While two random articles have little analytical value, they say something interesting about the terms in which prostitution is discussed in Denmark and Sweden.
First, note that while Metro Denmark spends roughly half the space interviewing what is described as organised “sex workers”, Metro Sweden instead focuses on politicians’ view of the Norwegian law. This might indicate a difference in terms of whose views are counted as relevant and valid input in a discussion of prostitution policy.
Secondly, the term prohibition has very different connotations in the two national contexts. Danes cultivate an identity of being a bit more easy-going than the stiff Swedes, Norwegians and Finns. Especially, Danish public debate often alludes to Sweden as a horrific example of state intervention and regulation. The 1983 book Tilfældet Sverige established the image of “Prohibitionist Sweden” as an anti-utopia, regulating and outlawing anything that makes life worth living. Denmark, by contrast, is more liberal, more continental, more free-spirited, this story goes.
This national narrative, however, is not necessarily a depiction of reality in Denmark, or, for that matter, in Sweden. In fact, in many areas, Sweden is considerably less regulated than Denmark.

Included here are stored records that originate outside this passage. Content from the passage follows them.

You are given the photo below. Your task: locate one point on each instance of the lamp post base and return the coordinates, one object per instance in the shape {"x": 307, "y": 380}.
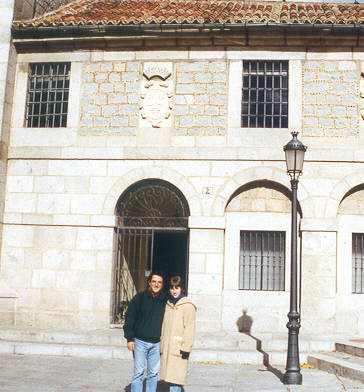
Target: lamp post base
{"x": 292, "y": 378}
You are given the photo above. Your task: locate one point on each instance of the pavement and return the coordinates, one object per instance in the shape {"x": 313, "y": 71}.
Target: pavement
{"x": 41, "y": 373}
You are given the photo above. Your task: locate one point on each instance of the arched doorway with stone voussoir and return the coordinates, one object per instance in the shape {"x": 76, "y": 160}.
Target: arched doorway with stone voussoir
{"x": 151, "y": 233}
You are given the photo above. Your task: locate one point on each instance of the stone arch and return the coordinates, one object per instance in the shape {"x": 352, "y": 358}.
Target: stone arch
{"x": 269, "y": 174}
{"x": 342, "y": 189}
{"x": 156, "y": 172}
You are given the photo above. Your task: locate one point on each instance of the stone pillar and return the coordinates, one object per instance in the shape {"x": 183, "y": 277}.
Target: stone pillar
{"x": 7, "y": 72}
{"x": 206, "y": 276}
{"x": 318, "y": 278}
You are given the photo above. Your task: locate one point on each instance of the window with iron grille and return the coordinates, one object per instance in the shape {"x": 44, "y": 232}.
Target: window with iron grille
{"x": 47, "y": 99}
{"x": 265, "y": 94}
{"x": 262, "y": 260}
{"x": 358, "y": 263}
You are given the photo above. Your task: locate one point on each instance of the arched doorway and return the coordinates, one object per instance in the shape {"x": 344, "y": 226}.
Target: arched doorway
{"x": 151, "y": 234}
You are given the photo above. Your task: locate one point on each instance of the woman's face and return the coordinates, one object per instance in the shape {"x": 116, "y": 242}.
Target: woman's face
{"x": 175, "y": 291}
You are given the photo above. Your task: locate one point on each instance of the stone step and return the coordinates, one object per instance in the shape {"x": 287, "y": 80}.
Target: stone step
{"x": 226, "y": 347}
{"x": 339, "y": 363}
{"x": 353, "y": 347}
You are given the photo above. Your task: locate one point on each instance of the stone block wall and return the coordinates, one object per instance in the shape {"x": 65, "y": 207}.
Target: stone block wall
{"x": 111, "y": 93}
{"x": 110, "y": 98}
{"x": 201, "y": 98}
{"x": 62, "y": 275}
{"x": 331, "y": 98}
{"x": 58, "y": 250}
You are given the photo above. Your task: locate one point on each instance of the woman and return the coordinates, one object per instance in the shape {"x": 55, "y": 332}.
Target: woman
{"x": 178, "y": 331}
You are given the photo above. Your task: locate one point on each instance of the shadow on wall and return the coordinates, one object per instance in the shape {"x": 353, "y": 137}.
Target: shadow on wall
{"x": 244, "y": 324}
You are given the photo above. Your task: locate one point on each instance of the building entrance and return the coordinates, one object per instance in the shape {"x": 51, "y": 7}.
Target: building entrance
{"x": 151, "y": 234}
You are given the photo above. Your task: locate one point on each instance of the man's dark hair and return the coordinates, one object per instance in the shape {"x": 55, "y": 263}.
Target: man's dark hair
{"x": 155, "y": 272}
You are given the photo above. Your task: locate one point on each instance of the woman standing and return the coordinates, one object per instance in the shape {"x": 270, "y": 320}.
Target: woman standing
{"x": 178, "y": 331}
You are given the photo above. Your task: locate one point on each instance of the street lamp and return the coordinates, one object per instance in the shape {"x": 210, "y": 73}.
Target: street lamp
{"x": 295, "y": 152}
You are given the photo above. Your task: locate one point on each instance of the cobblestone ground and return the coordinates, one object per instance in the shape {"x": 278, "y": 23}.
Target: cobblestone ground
{"x": 66, "y": 374}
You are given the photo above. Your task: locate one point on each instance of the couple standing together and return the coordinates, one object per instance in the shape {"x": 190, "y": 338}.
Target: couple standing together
{"x": 160, "y": 329}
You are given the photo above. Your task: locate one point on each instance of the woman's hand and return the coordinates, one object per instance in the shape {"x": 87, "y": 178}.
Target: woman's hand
{"x": 185, "y": 354}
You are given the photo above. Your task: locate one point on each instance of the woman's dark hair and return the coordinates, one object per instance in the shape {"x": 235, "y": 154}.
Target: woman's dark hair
{"x": 176, "y": 281}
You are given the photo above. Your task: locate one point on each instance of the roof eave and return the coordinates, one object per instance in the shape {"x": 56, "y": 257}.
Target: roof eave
{"x": 183, "y": 28}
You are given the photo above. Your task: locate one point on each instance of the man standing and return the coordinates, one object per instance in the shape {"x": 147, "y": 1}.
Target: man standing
{"x": 142, "y": 330}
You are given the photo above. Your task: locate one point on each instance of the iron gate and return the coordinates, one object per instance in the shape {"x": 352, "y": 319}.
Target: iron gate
{"x": 146, "y": 207}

While Swedes go to Denmark to buy beer, escaping taxes and the state-run liquour monopoly, Danes have crossed the Øresund to buy cheap fashion from Swedish outlets, because unlike in Sweden, zoning laws in Denmark prohibit shopping malls on city outskirts.
And if you happen to live in Denmark and have forgotten to buy your Sunday breakfast, you’d better check the Lukkeloven (Opening Hours Act). Yes, unlike overregulated Sweden, liberal Denmark has a law which states, among other things, that shops must be closed from 5 pm on Saturdays to 6 am on Mondays, except for eight Sundays a year, while tractors, pets, tents and plants may be sold every Sunday, and bread, milk, and newspapers may also be sold on Sundays and national holidays from 7 to 11 pm, but only in shops which sell newspapers and dairy products in the weekdays too.
Yet, true or false, this Danish self-image provides the deeper ideational framework in terms of which prostitution policy is cast in Denmark, so aptly caught in the Metro story: We Danes don’t like prohibitionism.
However, this is just one piece of the puzzle. From our ideational approach to policy change, the bigger question is how Danish policy makers have successfully employed this framing of prohibitions as something intrinsically bad and un-Danish, in order to discredit alternatives to the current prostitution policy – and why norm entrepreneurs in Denmark advocating the Swedish and Norwegian models have failed to graft their policy proposals onto these underlying discursive frames.